Blood of the South follows two stories in Norman (1093) England, that of Lassair, an apprentice healer which takes place in East Anglia, in the fens between Ely and the Wash, and her partner, Rollo, a Norseman who is on a mission for King William (II) to Constantinople.
Lassair is young, but very insightful, learning to understand her healing gift, while growing into her magic under the tutelage of Gurdyman. Her kindness involves her with a stranger and her child. And Jack Chevestrier, Norman lawman, enters her life. Together they are compelled to uncover the mystery surrounding the child, a body ravaged in the severe flooding (torrential rain complicated by tidal conditions, which was all too appropriate this year in the massive flooding in England). This complicated tale is connected through the Mediterranean journey and political intrigues of Rollo. I enjoyed the alternating, complimenting stories equally.
4 stars

Read on:
If you like Susanna Gregory, SJ Ransom, Bernard Cornwell, Ariana Franklin, or Ellis Peters.

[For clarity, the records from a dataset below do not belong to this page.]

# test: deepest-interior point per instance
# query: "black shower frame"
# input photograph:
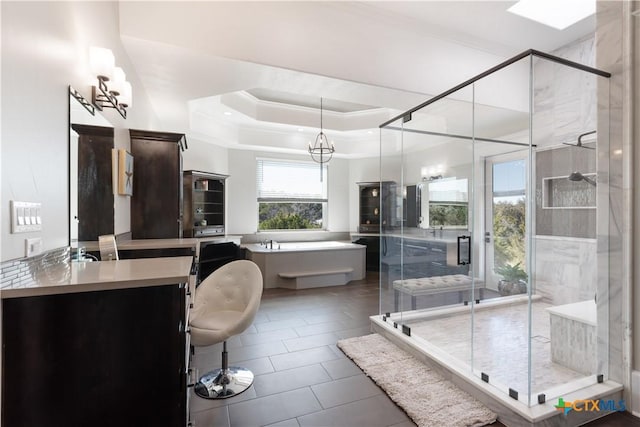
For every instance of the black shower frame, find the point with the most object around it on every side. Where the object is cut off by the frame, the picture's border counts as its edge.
(406, 116)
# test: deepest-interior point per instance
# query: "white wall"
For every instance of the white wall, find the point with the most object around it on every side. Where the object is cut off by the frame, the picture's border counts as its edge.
(242, 207)
(44, 49)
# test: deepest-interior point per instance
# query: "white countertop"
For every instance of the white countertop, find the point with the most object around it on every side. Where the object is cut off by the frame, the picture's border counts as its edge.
(420, 237)
(282, 247)
(136, 244)
(97, 276)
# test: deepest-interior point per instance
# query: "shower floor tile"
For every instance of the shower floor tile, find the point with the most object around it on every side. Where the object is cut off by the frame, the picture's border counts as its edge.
(500, 345)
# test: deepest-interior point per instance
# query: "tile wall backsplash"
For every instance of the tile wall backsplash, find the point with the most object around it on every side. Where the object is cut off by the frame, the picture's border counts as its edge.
(22, 271)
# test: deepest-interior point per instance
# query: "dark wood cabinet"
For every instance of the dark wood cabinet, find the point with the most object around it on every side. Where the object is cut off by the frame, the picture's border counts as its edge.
(204, 204)
(95, 189)
(156, 203)
(377, 201)
(103, 358)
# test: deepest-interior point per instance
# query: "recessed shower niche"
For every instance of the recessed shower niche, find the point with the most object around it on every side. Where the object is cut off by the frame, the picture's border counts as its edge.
(537, 221)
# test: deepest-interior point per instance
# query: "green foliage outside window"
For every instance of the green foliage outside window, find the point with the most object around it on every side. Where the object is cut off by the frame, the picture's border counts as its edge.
(289, 216)
(448, 214)
(508, 233)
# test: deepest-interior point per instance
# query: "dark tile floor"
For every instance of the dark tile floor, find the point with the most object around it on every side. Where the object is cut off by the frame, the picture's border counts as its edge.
(302, 378)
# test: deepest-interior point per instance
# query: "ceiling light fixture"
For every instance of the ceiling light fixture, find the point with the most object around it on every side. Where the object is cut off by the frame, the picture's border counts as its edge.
(321, 151)
(558, 14)
(119, 94)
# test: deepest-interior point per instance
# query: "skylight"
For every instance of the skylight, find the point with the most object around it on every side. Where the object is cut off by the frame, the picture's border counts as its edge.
(558, 14)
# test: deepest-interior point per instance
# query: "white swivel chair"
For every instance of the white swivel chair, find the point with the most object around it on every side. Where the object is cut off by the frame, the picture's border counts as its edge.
(225, 304)
(108, 248)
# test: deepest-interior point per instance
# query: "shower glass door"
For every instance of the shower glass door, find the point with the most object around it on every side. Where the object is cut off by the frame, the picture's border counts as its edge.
(427, 268)
(495, 233)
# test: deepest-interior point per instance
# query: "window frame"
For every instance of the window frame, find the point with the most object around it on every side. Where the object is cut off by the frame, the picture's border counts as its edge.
(292, 163)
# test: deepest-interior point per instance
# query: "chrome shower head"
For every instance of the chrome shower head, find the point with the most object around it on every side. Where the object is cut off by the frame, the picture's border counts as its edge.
(577, 176)
(580, 143)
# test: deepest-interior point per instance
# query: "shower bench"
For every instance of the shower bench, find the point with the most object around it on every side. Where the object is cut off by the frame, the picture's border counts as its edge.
(435, 285)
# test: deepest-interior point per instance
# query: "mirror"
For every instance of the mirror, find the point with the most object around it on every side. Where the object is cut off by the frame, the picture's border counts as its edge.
(91, 200)
(443, 203)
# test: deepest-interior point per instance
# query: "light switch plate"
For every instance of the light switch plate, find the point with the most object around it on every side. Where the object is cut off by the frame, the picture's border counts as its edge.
(33, 246)
(26, 217)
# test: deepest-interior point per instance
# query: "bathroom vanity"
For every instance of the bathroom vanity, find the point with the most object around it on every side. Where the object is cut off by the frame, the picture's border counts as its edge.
(98, 343)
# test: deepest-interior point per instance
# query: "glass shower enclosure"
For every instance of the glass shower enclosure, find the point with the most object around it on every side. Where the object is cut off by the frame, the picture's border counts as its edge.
(494, 256)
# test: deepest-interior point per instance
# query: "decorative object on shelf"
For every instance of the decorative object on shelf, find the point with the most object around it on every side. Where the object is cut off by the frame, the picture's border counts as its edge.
(117, 94)
(577, 177)
(321, 151)
(125, 173)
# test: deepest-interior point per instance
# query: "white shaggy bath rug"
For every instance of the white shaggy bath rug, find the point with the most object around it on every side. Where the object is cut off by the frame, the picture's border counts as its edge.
(425, 395)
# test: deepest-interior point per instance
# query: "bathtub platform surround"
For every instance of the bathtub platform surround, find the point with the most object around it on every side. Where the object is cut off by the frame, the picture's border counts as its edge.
(304, 265)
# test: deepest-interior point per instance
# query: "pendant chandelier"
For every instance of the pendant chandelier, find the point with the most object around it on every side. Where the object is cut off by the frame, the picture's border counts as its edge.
(321, 151)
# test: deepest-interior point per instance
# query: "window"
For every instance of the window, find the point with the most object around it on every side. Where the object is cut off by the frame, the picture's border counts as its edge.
(291, 195)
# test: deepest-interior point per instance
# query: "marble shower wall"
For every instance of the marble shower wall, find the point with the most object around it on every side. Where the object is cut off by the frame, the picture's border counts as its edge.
(614, 48)
(565, 106)
(565, 269)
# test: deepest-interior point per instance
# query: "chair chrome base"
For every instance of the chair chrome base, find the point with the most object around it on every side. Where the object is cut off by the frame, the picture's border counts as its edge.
(223, 383)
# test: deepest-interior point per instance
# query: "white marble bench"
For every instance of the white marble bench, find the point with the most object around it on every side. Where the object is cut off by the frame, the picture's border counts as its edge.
(573, 335)
(435, 285)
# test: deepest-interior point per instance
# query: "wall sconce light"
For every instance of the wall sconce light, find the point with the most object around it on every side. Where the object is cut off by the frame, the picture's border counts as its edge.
(113, 89)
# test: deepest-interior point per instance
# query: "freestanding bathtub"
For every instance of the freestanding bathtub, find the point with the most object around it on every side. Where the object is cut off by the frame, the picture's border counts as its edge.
(303, 265)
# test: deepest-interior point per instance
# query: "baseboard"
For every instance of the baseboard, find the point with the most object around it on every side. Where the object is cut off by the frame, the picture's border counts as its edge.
(635, 393)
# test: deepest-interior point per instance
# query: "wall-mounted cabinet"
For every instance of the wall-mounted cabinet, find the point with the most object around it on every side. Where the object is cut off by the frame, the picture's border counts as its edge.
(204, 203)
(376, 201)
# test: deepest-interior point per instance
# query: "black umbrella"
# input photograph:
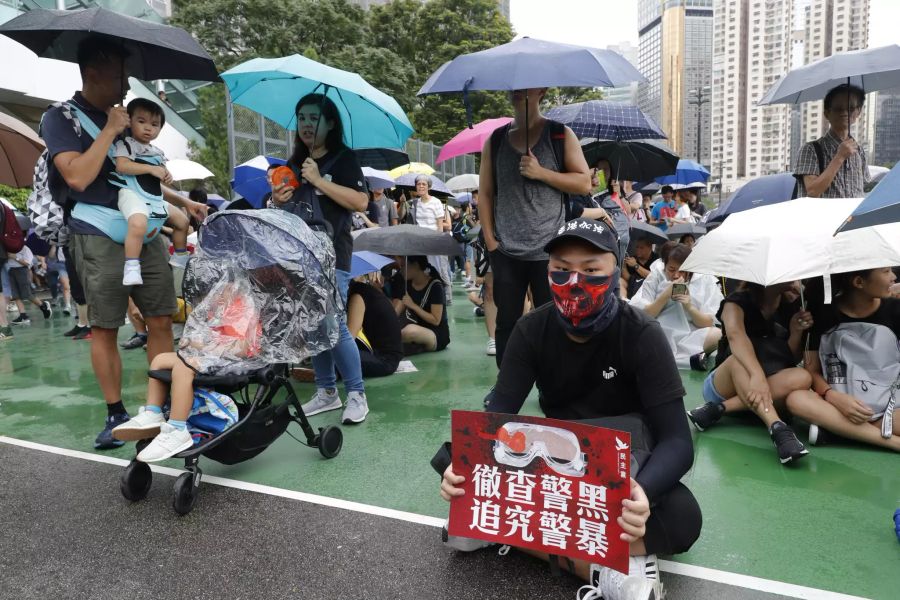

The opening line: "There is a collective evil that comes over a crowd of people intent on bullying someone."
"Gurdyman is the wisest of the wise; my teacher, my mentor, my companion and my friend. In addition, he is a wizard-..."
"Rollo Guisars, who is my one and only lover; the man who stays in my heart although he is usually far away and we are together only rarely."
"The seriousness of the moment struck home: beeswax candles are fearfully costly, and Gurdyman had just lit four. Somewhere close by, incense was burning; sniffing, I detected the strong heady smell of frankincense; another very expensive commodity. In addition I smelt cumin, dill and garlic. All four substances are used for protection."
"You'd be amazed how many folk don't know not to vomit into the wind."

Read as an ARC ebook from NETGALLY

Italian murder!

When is an accident a murder?
When the victim has had a pedicure...
Andrea Camilleri The Fourth Secret
This is a novella, (168 pages), which is part of a larger body of work: 16+ novels and countless short stories, which have evolved into a 9 season television series (26 episodes, with Luca Zingaretti as Montalbano).  Beware the translator, he is an Italian author, and those translated by Stephen Sartarelli are far better (Camelleri was awarded a 2012 crime writers international dagger for Potters Field, translated by Sartarelli). Sadly, this novella was translated by G Arizona and D Siracusa and often feels like a farce. There are also unforgivable spelling mistakes (eg here instead of hear).
The detective series (begun in 1994) features Inspector Montalbano (homage to a Spanish writer Montalban and his fictional detective Pepe Carvalho) who is a famous Sicilian detective in the Italian police force. Montalbano is a complex character, always clever, but often offputting to me as he can be very macho, mercurial, selfish. Yet I have continued to read the series, as each book is quite different. I also appreciate the European writing, which can be dramatic while stark, emotional while sparse. Do not start with this novella or you won't continue the series. Begin with The Shape of Water. I read them out of order, as I found them which might have lead to some confusion of character development. I intend to start with the television series as I have heard very good things about it.

Read on:
to Simeon (Maigret), Donna Leon (Italian detective).
If you like food to play a part in your novel.
If you like quaint police procedurals a la Agatha Christie.

"Certainly it was quite the situation, but the Inspector couldn't help but notice that Cadarella had a nice voice. ...ah, sir, you should know that when I sing, I do damage. I'm so out of tune that dogs start barking as soon as they hear me."
"Nine lines, including the title, at the bottom of the last column in the right. The page exuded complete indifference toward that unfortunate death, ..."
"And so the plot thickened and thinned at the same time."